The clinical value of OCT in choroidal hypoplasia is not diagnostic — an experienced ACVO diplomate can identify classic choroidal hypoplasia on ophthalmoscopy alone. The value is quantitative. OCT allows me to measure choroidal thickness in microns, photograph and archive the cross-section, and track any subtle changes across annual examinations. This is particularly valuable for the borderline cases discussed in our grading overview.

Colobomas on OCT

Colobomas are the higher-severity CEA finding where tissue is not merely thin but frankly absent. OCT reveals colobomas as dramatic excavations extending into or through the choroid and sclera. The surrounding retina is often displaced around the coloboma margin, and OCT can clearly show whether the retina remains attached at the edges of the defect or whether subclinical traction is present.

This last point is clinically important. Colobomas predispose to retinal detachment, and OCT can sometimes detect incipient traction before a full detachment develops. Dogs with large colobomas benefit from annual OCT surveillance regardless of whether vision has changed. The detachment-surveillance rationale is covered in detail in the retinal detachment emergency guide.

When OCT Changes Clinical Decisions

In straightforward CEA cases, OCT is confirmatory rather than decisive. In three situations, however, OCT has changed how I counsel the client.

• The Go-Normal controversy. Some older dogs with documented choroidal hypoplasia as puppies appear to have normal fundic findings by adulthood — the so-called "go-normal" phenomenon. OCT almost always reveals residual choroidal thinning in these dogs, confirming that the pathology has not disappeared. This matters for breeding decisions that the age-of-diagnosis overview discusses in detail.
• Equivocal pale areas. Some fundi show subtle pale regions of uncertain significance. OCT quickly distinguishes a genuine hypoplastic region from artifact or normal variation in pigmentation.
• Coloboma surveillance for traction. Annual OCT of dogs with large colobomas has identified three cases in my practice over the last four years where early vitreoretinal traction prompted intervention before detachment occurred.

Limitations of OCT in CEA

OCT is not a universal solution. Several limitations matter in practice.

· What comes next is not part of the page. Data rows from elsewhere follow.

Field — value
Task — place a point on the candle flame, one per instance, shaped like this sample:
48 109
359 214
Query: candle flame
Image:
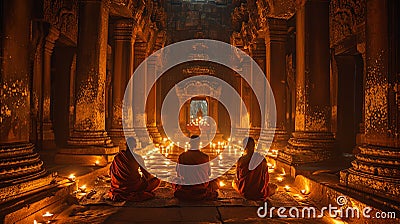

First, OCT requires a cooperative dog. Most dogs tolerate OCT with mild sedation, but sustained head positioning is required for high-quality scans and brachycephalic breeds present particular challenges with the optical path.

Second, OCT does not replace DNA testing. A dog with a normal OCT can still be a carrier of the NHEJ1 mutation. Only DNA testing identifies genotype, and the DNA-versus-clinical-exam overview explains why both modalities are complementary rather than substitutes.

Third, OCT cost limits routine use. A scan typically adds US$150–250 to the examination fee, and few screening-level eye exams include OCT by default. The technology is best reserved for cases where clinical interpretation is ambiguous or where documented pathology merits longitudinal imaging.

What a Good OCT Report Contains

Breeders reviewing OCT reports as part of breeding decisions should expect several elements in a well-produced report. The report should specify the instrument used, typical examples are the Heidelberg Spectralis, Optovue, and Zeiss Cirrus platforms. It should include at least one horizontal and one vertical B-scan through the optic disc, with thickness measurements annotated. Any abnormal findings should be labelled on the scan. A clinical impression paragraph should correlate OCT findings with the ophthalmoscopic examination.

Reports that show only a single scan without measurement, without clinical correlation, or without archival annotations provide weak documentation value for a breeding program. Comprehensive reports belong alongside the DNA results and the OFA certification number in the dog's permanent record.